The consolidated financial statements of CVS Health Corporation incorporated by reference in CVS Health Corporation’s Annual Report (Form 10-K) for the year ended December 31, 2016, and the effectiveness of CVS Health Corporation’s internal control over financial reporting as of December 31, 2016, have been audited by Ernst & Young LLP, independent registered public accounting firm, as set forth in their reports thereon, incorporated by reference therein, and incorporated herein by reference. Such consolidated financial statements and CVS Health Corporation management’s assessment of the effectiveness of internal control over financial reporting as of December 31, 2016 are incorporated herein by reference in reliance upon such reports given on the authority of such firm as experts in accounting and auditing.

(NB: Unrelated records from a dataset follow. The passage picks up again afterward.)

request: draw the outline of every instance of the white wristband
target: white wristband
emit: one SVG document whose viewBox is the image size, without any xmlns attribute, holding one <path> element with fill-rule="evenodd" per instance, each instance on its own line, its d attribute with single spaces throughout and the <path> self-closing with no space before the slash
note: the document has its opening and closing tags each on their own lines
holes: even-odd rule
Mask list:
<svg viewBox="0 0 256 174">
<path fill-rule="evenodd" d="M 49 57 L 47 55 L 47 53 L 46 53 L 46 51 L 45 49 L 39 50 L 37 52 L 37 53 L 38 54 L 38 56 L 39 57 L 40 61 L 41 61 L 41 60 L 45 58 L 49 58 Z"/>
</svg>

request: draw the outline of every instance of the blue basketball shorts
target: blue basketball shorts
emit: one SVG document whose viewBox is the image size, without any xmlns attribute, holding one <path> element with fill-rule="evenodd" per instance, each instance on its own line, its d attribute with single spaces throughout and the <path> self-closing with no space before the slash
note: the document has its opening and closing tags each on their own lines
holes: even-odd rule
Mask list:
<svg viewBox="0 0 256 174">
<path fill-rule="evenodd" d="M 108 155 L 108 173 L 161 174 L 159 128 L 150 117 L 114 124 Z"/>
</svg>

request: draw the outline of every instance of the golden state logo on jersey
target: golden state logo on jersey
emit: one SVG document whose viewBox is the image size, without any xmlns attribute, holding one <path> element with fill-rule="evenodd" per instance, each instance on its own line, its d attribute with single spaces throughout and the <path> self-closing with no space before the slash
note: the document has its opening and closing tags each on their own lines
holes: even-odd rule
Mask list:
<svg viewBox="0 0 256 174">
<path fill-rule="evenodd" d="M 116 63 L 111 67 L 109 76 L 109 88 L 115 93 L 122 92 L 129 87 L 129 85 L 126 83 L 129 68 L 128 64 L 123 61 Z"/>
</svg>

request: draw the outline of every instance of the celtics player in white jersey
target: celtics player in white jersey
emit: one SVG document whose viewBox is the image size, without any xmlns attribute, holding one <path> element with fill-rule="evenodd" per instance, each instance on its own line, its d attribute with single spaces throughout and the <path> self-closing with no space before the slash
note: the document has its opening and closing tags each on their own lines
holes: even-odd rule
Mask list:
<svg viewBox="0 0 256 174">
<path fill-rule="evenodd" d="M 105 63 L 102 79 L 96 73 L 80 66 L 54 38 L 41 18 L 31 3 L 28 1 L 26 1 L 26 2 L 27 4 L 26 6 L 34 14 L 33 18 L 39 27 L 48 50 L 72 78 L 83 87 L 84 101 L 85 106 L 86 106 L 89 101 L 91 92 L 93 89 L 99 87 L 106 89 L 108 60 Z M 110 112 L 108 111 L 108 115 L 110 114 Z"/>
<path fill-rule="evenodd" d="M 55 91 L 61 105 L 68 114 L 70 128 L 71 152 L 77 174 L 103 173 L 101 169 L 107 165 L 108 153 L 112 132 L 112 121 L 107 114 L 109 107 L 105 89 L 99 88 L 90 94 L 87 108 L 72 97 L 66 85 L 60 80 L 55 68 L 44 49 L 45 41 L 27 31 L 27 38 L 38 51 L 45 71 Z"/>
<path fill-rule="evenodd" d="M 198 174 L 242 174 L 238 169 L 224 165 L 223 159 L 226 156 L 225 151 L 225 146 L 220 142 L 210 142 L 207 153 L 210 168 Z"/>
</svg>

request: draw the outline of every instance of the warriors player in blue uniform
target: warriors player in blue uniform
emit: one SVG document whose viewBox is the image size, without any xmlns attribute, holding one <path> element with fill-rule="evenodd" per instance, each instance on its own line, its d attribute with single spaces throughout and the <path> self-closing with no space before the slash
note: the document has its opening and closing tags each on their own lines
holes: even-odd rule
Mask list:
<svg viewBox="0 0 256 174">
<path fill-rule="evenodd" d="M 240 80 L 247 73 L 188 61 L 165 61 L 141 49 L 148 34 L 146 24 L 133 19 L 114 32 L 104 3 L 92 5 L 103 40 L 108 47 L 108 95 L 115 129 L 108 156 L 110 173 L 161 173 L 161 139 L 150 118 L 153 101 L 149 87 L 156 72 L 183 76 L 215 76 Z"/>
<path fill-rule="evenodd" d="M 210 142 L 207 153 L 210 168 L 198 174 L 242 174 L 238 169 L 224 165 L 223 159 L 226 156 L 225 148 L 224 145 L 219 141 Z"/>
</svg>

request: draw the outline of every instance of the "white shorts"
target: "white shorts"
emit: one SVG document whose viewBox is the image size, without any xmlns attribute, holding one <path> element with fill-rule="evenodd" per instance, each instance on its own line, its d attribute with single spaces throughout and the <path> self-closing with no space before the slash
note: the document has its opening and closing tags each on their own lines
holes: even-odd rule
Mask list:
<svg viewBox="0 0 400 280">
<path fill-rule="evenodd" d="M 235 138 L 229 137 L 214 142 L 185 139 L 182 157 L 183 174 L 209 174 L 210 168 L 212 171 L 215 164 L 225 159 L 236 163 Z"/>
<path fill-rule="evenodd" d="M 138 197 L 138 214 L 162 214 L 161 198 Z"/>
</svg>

With respect to the unaudited condensed consolidated interim financial information of CVS Health Corporation for the three-month periods ended March 31, 2017 and 2016, incorporated by reference in this Prospectus, Ernst & Young LLP reported that they have applied limited procedures in accordance with professional standards for a review of such information. However, their separate report dated May 2, 2017, included in CVS Health Corporation’s Quarterly Report on Form 10-Q for the quarter ended March 31, 2017, and incorporated by reference herein, states that they did not audit and they do not express an opinion on that interim financial information. Accordingly, the degree of reliance on their report on such information should be restricted in light of the limited nature of the review procedures applied. Ernst & Young LLP is not subject to the liability provisions of Section 11 of the Securities Act of 1933 (the “Act”) for their report on the unaudited interim financial information because that report is not a “report” or a “part” of the Registration Statement prepared or certified by Ernst & Young LLP within the meaning of Sections 7 and 11 of the Act.